Concert pour l'association: "Jusqu'au bout et ses copains"
Virginie Milano soprano
Christelle Chambourdon piano
Serge Gauteur accordéon
Joel Bast et ses "présences" poétiques
Jusqu’au Bout
Le Jusqu'au bout est un thonier des Sables d'Olonne de 1949.
Yannick a rencontré ce bateau en 1996 sur le canal de la Robine, en dessous de Narbonne.
A ce moment là, seule subsistait la coque dans un état des plus sommaire et qui semblait mourir de soif vu qu'elle faisait eau de toutes parts.

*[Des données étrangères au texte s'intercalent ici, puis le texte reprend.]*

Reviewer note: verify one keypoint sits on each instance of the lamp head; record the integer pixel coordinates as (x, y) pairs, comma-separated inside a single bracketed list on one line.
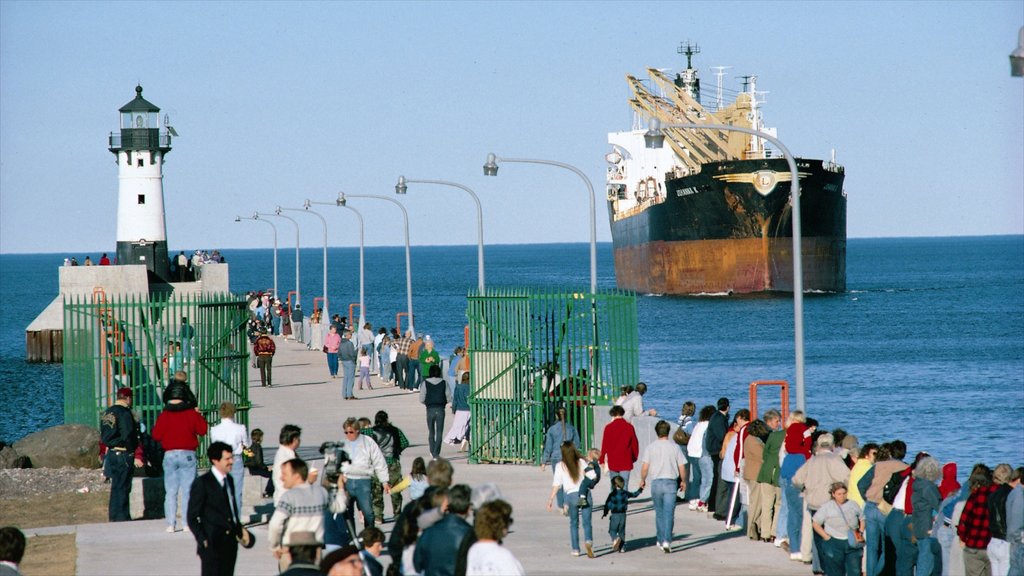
[(1017, 57), (491, 168), (653, 137)]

Avec une espèce d'enthousiasme tranquille qui n'appartient qu'à lui, Yannick s'est épris du Jusqu'au bout, qui pourtant semblait bien déjà y être (au bout). Par une de ces coïncidences qui font que les jours se suivent tous plus extraordinaires les uns que les autres, il se trouve qu'à ce moment là, le précédent propriétaire commençait à sérieusement se lasser de pomper. Il n'y eut aucun marchandage autour du franc symbolique... Quand on aime on ne compte pas, ni sa peine, semble-t-il, ni les curieux détours, ni les rencontres par lesquels la patiente affection d'un homme pour une éponge arrive à accoucher d'un ketch aurique. Quand le moindre grincement du bois sous tension de quelque grosse amarre chante les lointains tumultes du vent et des flots, c'est que ça vient bon... en attendant...
Un beau jour du mois de Septembre, notre héroïque barbu est parvenu à faire tousser l'énorme bloc de fonte qui venait de se rappeler qu'il était un moteur. Pour clairement exprimer son sentiment, l'enfer dont il revenait, cette admirable mécanique assortit son hurlement natal d'un nuage de fumée dont l'épaisseur trahissait une fière pudeur de fauve blessé. L'aventure démarrait: Heureux, Yannick flottait sur un nuage dont les pompes à plein régime semblaient à elles seules assurer l'alimentation du canal.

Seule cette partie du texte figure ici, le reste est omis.